UPDATED, 4:53 PM: Chuck Parker, executive director of the Art Directors Guild, just released a statement blasting Joe Musso for saying he’ll boycott the union’s upcoming awards show, where Musso was to have received a Lifetime Achievement Award. “We regret that Mr. Musso has exploited the occasion of the ADG Awards recognition of his artistic achievements to malign the leadership and orderly governance of this organization,” Parker said, noting that Musso’s protest “in no way reflect the views of the ADG.”
Musso, defending his right to protest, said that it is the right of all union members to dissent.
“I am not in any way, shape or form attempting to malign the governance or the membership of the Art Directors Guild,” Musso told Deadline. “And I’m not refusing the award, for which I am deeply honored. I just don’t want to be in a position where my appearance at the awards show could be seen as endorsing the conduct of a person who was repudiated by two-thirds of the membership.”
Stressing that dissent is not contrary to union values, he said that “the union should look at all sides of an issue and then let the membership vote accordingly.”
PREVIOUSLY, 2:01 PM: Famed production illustrator Joe Musso is boycotting the upcoming Art Directors Guild Awards, where he was slated to receive a Lifetime Achievement Award. In an email to the guild’s members, Musso, who’s running for president of the union, said he won’t show up to receive the honor to protest a Service Award that’s also being presented to Scott Roth, the guild’s former longtime executive director.
“It was because of Mr. Roth’s long, troubling history with the guild, too numerous to list here, that almost two-thirds of the members chose to remove him from his position as our executive director this past June,” Musso wrote. “As such, I must respectfully decline to participate in this event or any other such ceremony which would appear to endorse the conduct of our former executive director. I feel that this would exacerbate old wounds and send the wrong message to the majority of our members who do not share the same opinion as those select few on the Art Directors Council.”
Roth was voted out of office in June in an election mandated by the U.S. Department of Labor – an historic first for a Hollywood union.

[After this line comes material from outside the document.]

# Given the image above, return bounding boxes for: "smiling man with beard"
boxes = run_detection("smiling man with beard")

Like the top executives of the industry’s other major unions, Roth had been hired by his guild’s board of directors and served at its pleasure continuously since 1997. The Labor Department, however, determined that Roth was an “officer” of the IATSE local and not an “employee” as defined by the Labor/Management Reporting & Disclosure Act, and therefore had to stand for election by the union’s members every three years.
Roth lost the subsequent election in a landslide to veteran production designer Chuck Parker, 547-322.
Since then, the DOL has also ordered the guild to re-run last year’s election of the union’s other top officers. Acting on a complaint from a member, the DOL found flaws in the way the electronic balloting was conducted, and told the guild to re-do the election or face a federal lawsuit.
In that election, which took place last December, candidates loyal to Roth were swept into office including the guild’s current president, Nelson Coates; vice president Patrick DeGreve; treasurer Oana Bogdan; and recording secretary Thomas Wilkins. They’re all seeking re-election on a slate called One 800.
Musso heads a slate of candidates called Best 800 that supported Parker in his campaign to oust Roth, and seeks to unseat the incumbent officers. Other candidates on Musso’s ticket include Jim Wallis, running for vice president; Cate Bangs, running for treasurer; and Patty Klawonn, running for recording secretary.
“Since we have now been given a second chance to change our governance,” Musso said in his email, “I sincerely request that you carefully consider this matter when you cast your vote for president.”
Musso is being honored by the guild for his more than 50 years in show business. Over his long career, he worked with Alfred Hitchcock, John Huston, Steven Spielberg, Clint Eastwood, Blake Edwards, Mike Nichols, Norman Jewison and Richard Brooks. His many credits as a production illustrator include The Hateful Eight, The Curious Case Of Benjamin Button, Monk, Flags Of Our Fathers, Vanilla Sky, Basic Instinct, Dick Tracy and Who’s Afraid Of Virginia Woolf?
He also served as president of IATSE Illustrators and Matte Artists Local 790 for 30 years prior to its merger into the Art Directors Guild in 2008.
The guild’s awards show will be held February 11 at the Hollywood & Highland Center. Ballots in the guild’s officer election will be counted on December 16.